LAM/MPI logo

LAM/MPI General User's Mailing List Archives

  |   Home   |   Download   |   Documentation   |   FAQ   |   all just in this list

From: Tim Prince (timothyprince_at_[hidden])
Date: 2006-12-21 16:44:22


Áõ¹ó±ó wrote:
> Dear all:
>
> I installed lam-7.1.2 on our cluster.
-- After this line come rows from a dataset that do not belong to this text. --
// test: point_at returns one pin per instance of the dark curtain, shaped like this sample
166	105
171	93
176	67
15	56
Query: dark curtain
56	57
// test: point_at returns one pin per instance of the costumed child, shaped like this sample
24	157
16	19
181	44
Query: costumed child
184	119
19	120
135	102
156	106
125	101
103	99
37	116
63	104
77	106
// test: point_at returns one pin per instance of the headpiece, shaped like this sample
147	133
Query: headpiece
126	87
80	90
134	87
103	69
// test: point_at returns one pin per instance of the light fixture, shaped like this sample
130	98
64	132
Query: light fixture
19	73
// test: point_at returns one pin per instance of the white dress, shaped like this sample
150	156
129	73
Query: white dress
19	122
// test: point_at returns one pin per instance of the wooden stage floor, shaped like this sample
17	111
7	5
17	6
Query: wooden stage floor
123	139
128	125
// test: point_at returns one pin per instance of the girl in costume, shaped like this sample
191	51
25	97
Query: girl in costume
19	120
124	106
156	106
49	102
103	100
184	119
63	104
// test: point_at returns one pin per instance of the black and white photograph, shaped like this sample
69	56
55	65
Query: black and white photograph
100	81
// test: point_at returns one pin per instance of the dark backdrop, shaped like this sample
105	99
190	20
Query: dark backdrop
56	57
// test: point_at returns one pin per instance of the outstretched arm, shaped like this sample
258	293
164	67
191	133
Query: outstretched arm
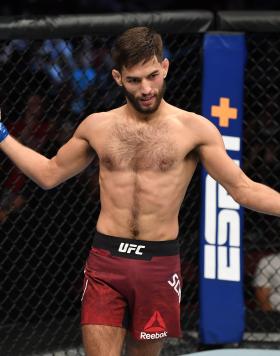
220	166
71	158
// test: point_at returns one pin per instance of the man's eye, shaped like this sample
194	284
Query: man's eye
133	81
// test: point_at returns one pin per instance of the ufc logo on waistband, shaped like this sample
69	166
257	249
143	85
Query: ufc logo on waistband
128	248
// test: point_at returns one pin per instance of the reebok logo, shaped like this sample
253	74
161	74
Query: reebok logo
131	248
155	328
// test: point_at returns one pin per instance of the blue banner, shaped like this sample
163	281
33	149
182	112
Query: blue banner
221	228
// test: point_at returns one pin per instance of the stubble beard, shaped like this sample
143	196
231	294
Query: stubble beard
135	102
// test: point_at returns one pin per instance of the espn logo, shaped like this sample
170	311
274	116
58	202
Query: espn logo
222	228
131	248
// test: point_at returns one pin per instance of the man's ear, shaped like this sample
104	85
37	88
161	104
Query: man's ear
165	66
117	76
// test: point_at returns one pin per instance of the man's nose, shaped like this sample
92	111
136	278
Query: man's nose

Each node of our cluster has a
> Pentium D 945 3.4G duo-core CPU (em64t).
> I installed lam to a NFS shared directory.
>
> =============some command results=================
> gbliu_at_ClusterServer:/cluster/soft/MPI/lamtests-7.1.2> lamboot -v hf
>
> LAM 7.1.2/MPI 2 C++/ROMIO - Indiana University
>
> n-1<10074> ssi:boot:base:linear: booting n0 (ClusterServer)
> n-1<10074> ssi:boot:base:linear: booting n1 (n23)
> n-1<10074> ssi:boot:base:linear: booting n2 (n24)
> n-1<10074> ssi:boot:base:linear: finished
> gbliu_at_ClusterServer:/cluster/soft/MPI/lamtests-7.1.2> cat hf
> ClusterServer cpu=2
> n23
> n23
> n24
> n24
> gbliu_at_ClusterServer:/cluster/soft/MPI/lamtests-7.1.2> lamnodes
> n0 ClusterServer.cluster.t02:2:origin,this_node
> n1 n23.cluster.t02:2:
> n2 n24.cluster.t02:2:
> ====================================================
>
> It seems that lamboot was done correctly.
> But when I use lamtests-7.1.2, problems occure.
> Under the top dir of lamtests-7.1.2, configure and make goes successfully.
> And then I do "make -k check", it hangs up at the first test and stops
> there.
> the output is as follow:
> -----------------------output----------------------
> gbliu_at_ClusterServer:/cluster/soft/MPI/lamtests-7.1.2> make -k check
> Making check in reporting
> make[1]: Entering directory `/cluster/soft/MPI/lamtests-7.1.2/reporting'
> make[1]: Nothing to be done for `check'.
> make[1]: Leaving directory `/cluster/soft/MPI/lamtests-7.1.2/reporting'
> Making check in ccl
> make[1]: Entering directory `/cluster/soft/MPI/lamtests-7.1.2/ccl'
> Making check in intercomm
> make[2]: Entering directory
> `/cluster/soft/MPI/lamtests-7.1.2/ccl/intercomm'
> make check-TESTS
> make[3]: Entering directory
> `/cluster/soft/MPI/lamtests-7.1.2/ccl/intercomm'
> mpirun -x TEST -ssi cr none -s h C -ssi rpi crtcp
> /cluster/soft/MPI/lamtests-7.1.2/ccl/intercomm/./allgather_inter
> MPI_Comm_accept: unclassified: Bad address (rank 0, comm 4)
> Rank (0, MPI_COMM_WORLD): Call stack within LAM:
> Rank (0, MPI_COMM_WORLD): - MPI_Comm_accept()
> Rank (0, MPI_COMM_WORLD): - main()
>
> ---------------------------------------------------
> After a long time, the output is still like this and the usage of CPU is 0.
> I use ctrl-C to cancel it and then do command "lamnodes", but this time
> lamnodes also hangs up, no output appears. Only after I do lamboot again,
> lamnodes becomes all right.
> I don't know what's the problem. Can someone help me?
>
> Yours sincerely
> Guibin Liu
>
>
> ====================================================
> laminfo
> LAM/MPI: 7.1.2
> Prefix: /cluster/lammpi-7.1.2
> Architecture: x86_64-unknown-linux-gnu

As you have built your lam for x86-64 (64-bit architecture), you must
make sure you don't mix it with an incompatible lam version, or with
objects or libraries built for 32-bit architecture. Such mixtures would
produce the sort of hang you mention.